Tidying up a community is a daunting task for a small handful of individuals, but with an army of volunteers much can be accomplished. Organizers of the new community cleanup event are anticipating up to 300 volunteers will participate, and if they get the turnout they are hoping for, this community should be looking pretty spiffy on May 6. Should the event become a regular feature, perhaps even twice each year, I think we’ll find less accumulation of trash in the nooks and crannies of our community as each year passes. At least that’s been our experience at Memorial Park, where we at The Independent along with the Friends of Memorial Park have hosted an annual park cleanup as part of Earth Week. In the early years the pile of trash bags (and air conditioners, furniture, and rolled up carpets) was enormous. After the first few years of annual cleanup events, there was less and less trash to be collected, allowing time for volunteers to focus on other things like digging up invasive species like garlic mustard, or planting new trees.

Why have we see less trash in the park each year? I think in part because in the first few years we were unearthing trash that had collected for a number of years prior to the first cleanup event, but I think also, if you have a clean area, people are less likely to mess it up by tossing their coffee cup on a trail, or leaving their fast food bag on the ground for the animals and wind to disperse. I suspect we’ll see a similar result with a general community cleanup should it become a regular event.

The committee that has initiated this event has taken what I consider to be a fantastic approach by enlisting the local service clubs and volunteer organizations, and I think that the community groups have been wise to buy in. What better initiative to bring together all of the various organizations in the community for the betterment of the community? As far as events and initiatives go, it’s simple, it’s cheap to undertake, and the results will be easily seen and measured. And after all, we have collectively made the mess, why not collectively clean it up?

In the coming weeks we can expect to see Baggy, the new mascot for the community cleanup initiative, on notices posted in the windows of local businesses and in promotional materials released by the municipality.
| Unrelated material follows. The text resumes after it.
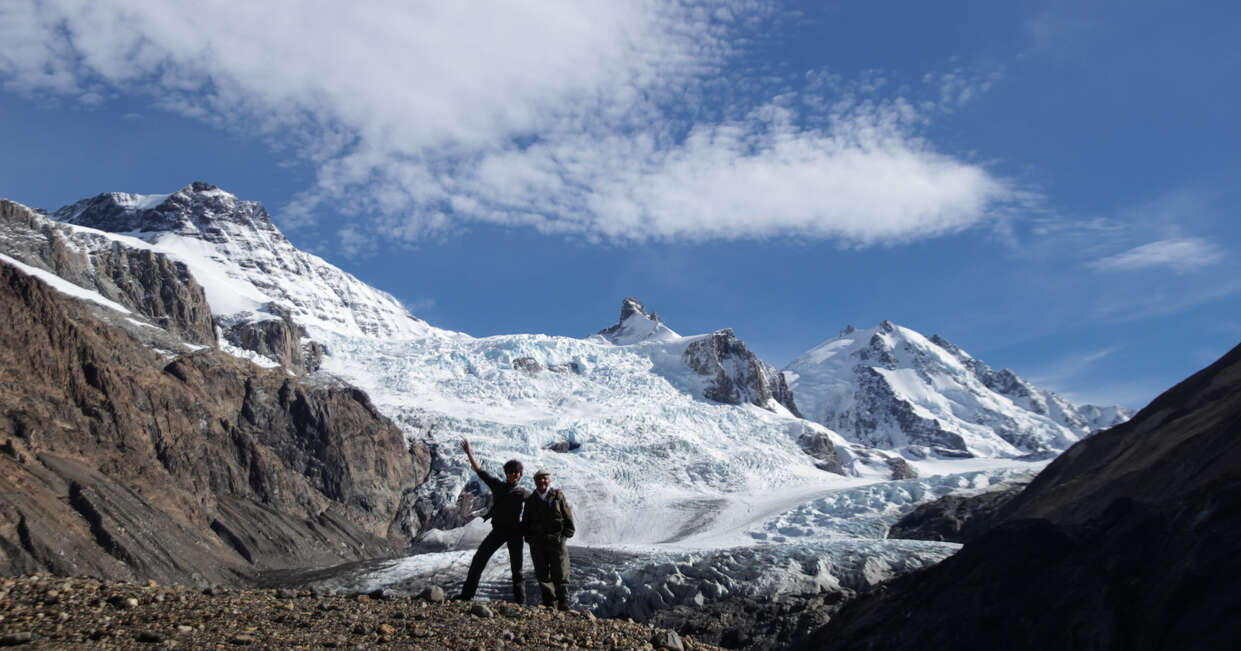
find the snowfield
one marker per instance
(678, 499)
Curmudgeons like me might bristle at cute, cartoonish characters like Baggy, but the fact is that these kinds of campaigns tend to raise awareness, which hopefully will translate into a large number of participants and enough momentum to hold such events as often as they are needed.

Best of all, this is an initiative driven not by municipal staff or council, but by our friends and neighbours. They have volunteered their time for the Economic Development Advisory Committee’s first impressions working group, which has seen a problem with a relatively simple fix, and they’ve mobilized to do something about it – all they’re asking for is a few hours of our time, which doesn’t seem too much to ask.